Monhegan Island is the embodiment of the Maine coast: one giant rock with pine trees on top. But, like most of Maine’s coast, this rock with pine trees on top is alarmingly captivating. The northwest shore of Monhegan is visible from places such as Acadia National Park and Pemaquid Point, and on the southeast shore of the island, fifty-meter cliffs look out onto the horizon. Between these two shores lies a mostly uninhabited forest. Cathedral woods, the rock’s collection of pine trees, is, again, alarmingly captivating; the ocean can even be spotted through the trees there sometimes. The southernmost tip of the island opens up into a field of high grass and a small beach, but Monhegan’s town is located on the northern shore facing the mainland and holds a regular population of about seventy-five islanders. Another smaller island, named Manana, accompanies Monhegan, and is almost accessible by land from Monhegan at low tide. This tiny bluff is also exquisitely striking. The rocky outcrops just outside of these two islands are popular destinations for seal-watchers. On a clear day, the sight of Monhegan Island, with its rocky coastline, pleasant town, and tall forest, is unforgettable.
Hiking trails and island shops exist to entertain those visiting the island. Monhegan Island’s main attraction, its landscape, attracts both artists and hikers alike. Upon arriving to the island, one will walk up a ramp onto a pier that leads to Monhegan’s small main street. Along this street one can find small gift shops – usually “guarded” by dogs that appear older than the island itself, a small grocery store, and a few art galleries. For the hikers, island’s trail map illustrates a network of numerous trails to explore. Popular trails are those that lead through Cathedral Woods, parallel the islands steep cliffs on the southeast side, or lead hikers to the southern tip of the island where the remains of a shipwreck have rested for over sixty years.
Traveling to Monhegan Island is most commonly done through a passenger ship company called Hardy Boat Tours. Their one boat, the Hardy III, takes passengers from the wharf in New Harbor Maine. The ride takes two hours and the crew is known for its accommodating nature and often stopping to look at the harbor seals when leaving the island.
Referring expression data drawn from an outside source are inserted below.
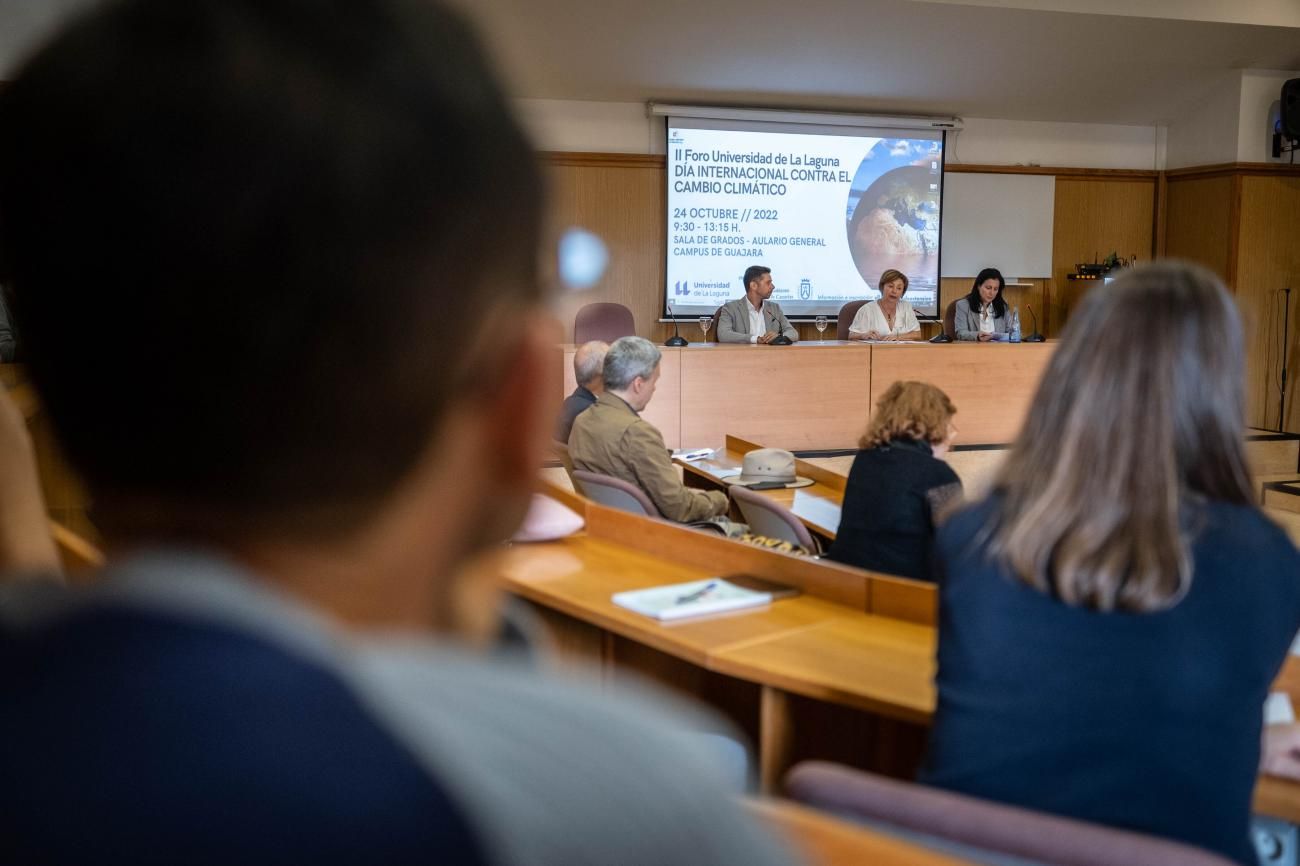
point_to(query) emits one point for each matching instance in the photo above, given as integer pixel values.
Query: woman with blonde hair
(897, 484)
(1112, 616)
(889, 317)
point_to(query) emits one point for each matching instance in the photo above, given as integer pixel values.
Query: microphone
(1035, 337)
(676, 340)
(780, 340)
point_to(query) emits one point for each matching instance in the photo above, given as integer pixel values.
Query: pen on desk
(700, 593)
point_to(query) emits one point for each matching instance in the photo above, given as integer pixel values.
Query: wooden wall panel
(1092, 219)
(1199, 221)
(1268, 260)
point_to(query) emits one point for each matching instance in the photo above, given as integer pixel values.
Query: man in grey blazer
(754, 319)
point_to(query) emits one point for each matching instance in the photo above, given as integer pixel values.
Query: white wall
(1000, 142)
(568, 125)
(623, 128)
(1207, 131)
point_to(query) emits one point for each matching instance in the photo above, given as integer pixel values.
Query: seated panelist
(612, 438)
(754, 319)
(982, 315)
(891, 317)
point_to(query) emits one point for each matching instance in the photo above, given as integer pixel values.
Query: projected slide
(827, 211)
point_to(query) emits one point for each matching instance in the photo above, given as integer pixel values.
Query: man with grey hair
(589, 372)
(612, 438)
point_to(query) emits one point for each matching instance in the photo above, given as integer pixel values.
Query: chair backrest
(615, 493)
(846, 314)
(770, 518)
(603, 321)
(980, 830)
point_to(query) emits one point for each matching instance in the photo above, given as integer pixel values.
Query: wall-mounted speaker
(1291, 109)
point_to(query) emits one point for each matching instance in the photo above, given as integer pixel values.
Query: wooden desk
(818, 395)
(859, 657)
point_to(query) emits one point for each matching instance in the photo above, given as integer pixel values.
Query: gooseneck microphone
(1035, 337)
(676, 340)
(780, 340)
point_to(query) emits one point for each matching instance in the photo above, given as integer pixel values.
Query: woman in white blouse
(889, 317)
(982, 314)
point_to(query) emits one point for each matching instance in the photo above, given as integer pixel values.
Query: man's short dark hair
(248, 241)
(754, 273)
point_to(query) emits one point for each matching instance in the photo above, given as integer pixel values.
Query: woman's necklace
(889, 315)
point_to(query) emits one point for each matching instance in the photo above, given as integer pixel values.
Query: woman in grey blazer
(982, 315)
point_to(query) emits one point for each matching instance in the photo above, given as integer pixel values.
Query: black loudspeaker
(1291, 109)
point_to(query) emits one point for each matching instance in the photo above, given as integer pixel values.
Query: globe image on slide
(893, 215)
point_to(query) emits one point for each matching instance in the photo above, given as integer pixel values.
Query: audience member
(612, 438)
(1113, 615)
(8, 340)
(898, 484)
(232, 226)
(589, 373)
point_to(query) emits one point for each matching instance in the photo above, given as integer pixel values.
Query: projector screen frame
(902, 124)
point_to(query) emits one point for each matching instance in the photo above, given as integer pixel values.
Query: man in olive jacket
(611, 437)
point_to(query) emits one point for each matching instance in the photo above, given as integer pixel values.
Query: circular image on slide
(893, 213)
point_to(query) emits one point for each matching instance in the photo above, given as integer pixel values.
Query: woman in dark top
(897, 483)
(1112, 616)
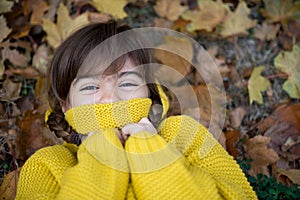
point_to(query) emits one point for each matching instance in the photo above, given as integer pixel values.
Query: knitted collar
(93, 117)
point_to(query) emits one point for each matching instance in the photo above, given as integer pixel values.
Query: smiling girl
(114, 148)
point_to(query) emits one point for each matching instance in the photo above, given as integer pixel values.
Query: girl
(104, 108)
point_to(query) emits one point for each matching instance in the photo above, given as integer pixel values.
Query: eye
(90, 87)
(128, 84)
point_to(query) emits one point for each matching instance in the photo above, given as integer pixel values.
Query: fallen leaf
(114, 8)
(178, 62)
(257, 84)
(209, 15)
(237, 22)
(281, 11)
(8, 189)
(10, 90)
(4, 30)
(232, 137)
(37, 8)
(56, 33)
(289, 63)
(170, 9)
(236, 116)
(5, 6)
(266, 31)
(256, 149)
(292, 174)
(14, 57)
(41, 59)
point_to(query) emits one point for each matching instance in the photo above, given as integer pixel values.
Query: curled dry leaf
(170, 9)
(210, 14)
(262, 156)
(114, 8)
(4, 30)
(10, 90)
(8, 187)
(237, 22)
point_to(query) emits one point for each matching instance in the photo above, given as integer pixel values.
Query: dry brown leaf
(15, 57)
(10, 90)
(8, 189)
(292, 174)
(237, 22)
(210, 14)
(170, 9)
(262, 156)
(266, 31)
(236, 116)
(41, 59)
(28, 72)
(38, 8)
(232, 138)
(177, 62)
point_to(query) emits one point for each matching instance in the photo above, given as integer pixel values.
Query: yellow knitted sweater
(182, 161)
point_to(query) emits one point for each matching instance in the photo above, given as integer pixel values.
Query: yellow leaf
(4, 30)
(289, 63)
(211, 14)
(237, 22)
(5, 6)
(257, 84)
(114, 8)
(56, 33)
(281, 11)
(170, 9)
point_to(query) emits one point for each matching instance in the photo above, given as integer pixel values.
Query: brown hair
(67, 62)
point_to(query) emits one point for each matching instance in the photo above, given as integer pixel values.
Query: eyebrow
(129, 73)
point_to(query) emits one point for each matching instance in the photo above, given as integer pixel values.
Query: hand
(130, 129)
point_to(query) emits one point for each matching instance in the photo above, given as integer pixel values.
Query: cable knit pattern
(182, 161)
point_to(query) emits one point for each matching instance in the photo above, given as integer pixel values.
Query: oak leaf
(262, 156)
(237, 22)
(5, 6)
(289, 63)
(114, 8)
(281, 11)
(170, 9)
(4, 30)
(257, 84)
(65, 25)
(210, 14)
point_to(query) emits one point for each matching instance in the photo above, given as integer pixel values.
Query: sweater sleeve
(202, 152)
(98, 172)
(158, 171)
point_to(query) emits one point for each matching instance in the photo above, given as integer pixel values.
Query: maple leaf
(211, 14)
(171, 9)
(4, 30)
(289, 63)
(114, 8)
(237, 22)
(257, 84)
(5, 6)
(56, 33)
(262, 157)
(281, 11)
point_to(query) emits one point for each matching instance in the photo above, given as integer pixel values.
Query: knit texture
(182, 161)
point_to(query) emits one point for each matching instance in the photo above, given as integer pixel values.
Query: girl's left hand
(143, 125)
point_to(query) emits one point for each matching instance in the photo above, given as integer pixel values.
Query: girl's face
(126, 84)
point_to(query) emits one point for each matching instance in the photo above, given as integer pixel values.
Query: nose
(108, 93)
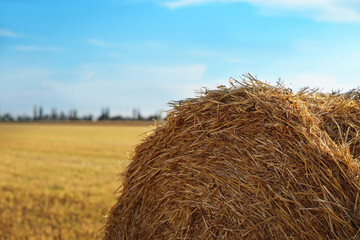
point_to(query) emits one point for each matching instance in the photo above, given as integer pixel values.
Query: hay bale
(247, 162)
(339, 116)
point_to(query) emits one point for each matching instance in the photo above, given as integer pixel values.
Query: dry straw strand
(252, 161)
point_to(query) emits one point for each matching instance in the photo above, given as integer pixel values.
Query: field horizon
(58, 179)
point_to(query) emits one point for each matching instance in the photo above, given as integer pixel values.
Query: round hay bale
(339, 115)
(247, 162)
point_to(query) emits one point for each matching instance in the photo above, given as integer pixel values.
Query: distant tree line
(60, 116)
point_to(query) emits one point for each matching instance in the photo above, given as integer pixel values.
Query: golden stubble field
(57, 180)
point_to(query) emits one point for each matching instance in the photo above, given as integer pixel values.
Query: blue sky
(126, 54)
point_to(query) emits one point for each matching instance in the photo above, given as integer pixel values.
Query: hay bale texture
(252, 161)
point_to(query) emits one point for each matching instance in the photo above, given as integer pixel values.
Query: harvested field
(57, 180)
(252, 161)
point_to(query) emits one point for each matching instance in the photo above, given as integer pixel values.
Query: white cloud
(94, 86)
(324, 82)
(323, 10)
(33, 48)
(8, 33)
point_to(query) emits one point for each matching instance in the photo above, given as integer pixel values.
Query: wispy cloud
(323, 10)
(33, 48)
(9, 33)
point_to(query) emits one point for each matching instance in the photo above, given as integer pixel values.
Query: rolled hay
(246, 162)
(339, 115)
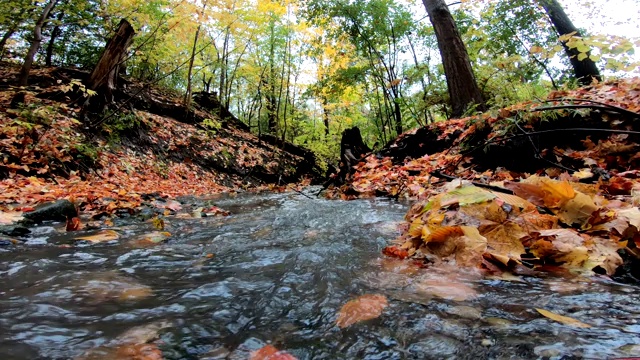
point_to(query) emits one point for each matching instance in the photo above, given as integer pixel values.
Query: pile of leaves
(546, 223)
(550, 183)
(48, 154)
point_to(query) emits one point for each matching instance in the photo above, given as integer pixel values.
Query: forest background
(306, 71)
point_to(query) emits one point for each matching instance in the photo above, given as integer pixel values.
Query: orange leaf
(365, 307)
(394, 251)
(563, 319)
(73, 224)
(139, 352)
(269, 352)
(105, 235)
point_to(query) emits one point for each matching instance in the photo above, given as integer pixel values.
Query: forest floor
(48, 154)
(548, 185)
(539, 185)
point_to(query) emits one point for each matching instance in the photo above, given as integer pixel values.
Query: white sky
(613, 17)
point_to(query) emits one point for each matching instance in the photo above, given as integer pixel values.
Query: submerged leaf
(365, 307)
(269, 352)
(102, 236)
(563, 319)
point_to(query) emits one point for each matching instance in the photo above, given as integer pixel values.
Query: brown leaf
(73, 224)
(269, 352)
(562, 319)
(102, 236)
(365, 307)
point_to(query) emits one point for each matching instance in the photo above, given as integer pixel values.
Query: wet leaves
(472, 227)
(270, 352)
(7, 218)
(365, 307)
(102, 236)
(563, 319)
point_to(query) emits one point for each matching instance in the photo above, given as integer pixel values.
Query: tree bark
(352, 148)
(585, 70)
(55, 32)
(5, 38)
(104, 75)
(187, 95)
(461, 82)
(35, 43)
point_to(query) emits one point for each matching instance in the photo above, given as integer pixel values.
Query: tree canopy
(306, 71)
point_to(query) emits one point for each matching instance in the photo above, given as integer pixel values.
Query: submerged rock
(55, 211)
Some residents of Monhegan Island may only live there for the summer, where they can spend time painting, swimming, hiking, and getting tired of their neighbors, but there are full-time residents of Monhegan: lobstermen. Maine’s coast is filled with colorful buoys, floats connected to underwater traps that indicate their locations to fishermen. These buoys, different colors for each lobster man, sit like Easter eggs in the water. This is no exception on Monhegan. These lobstermen account for most of the non-vacationing inhabitants of Monhegan, and their presence is apparent as mountains of unused traps rest on street corners.
The photographers from “National Geographic” are capable of capturing photos of the planet that evoke feelings of wonder and desire. The intriguing islander lifestyle, the appealing prospect of the open ocean, and the invigorating natural beauty of Monhegan Island have inspired many in this same way. The island, secluded from life on the mainland and left alone to hearten its many travelers, has its own delicate charm, unlike any other place on Earth. You might even want to see it for yourself.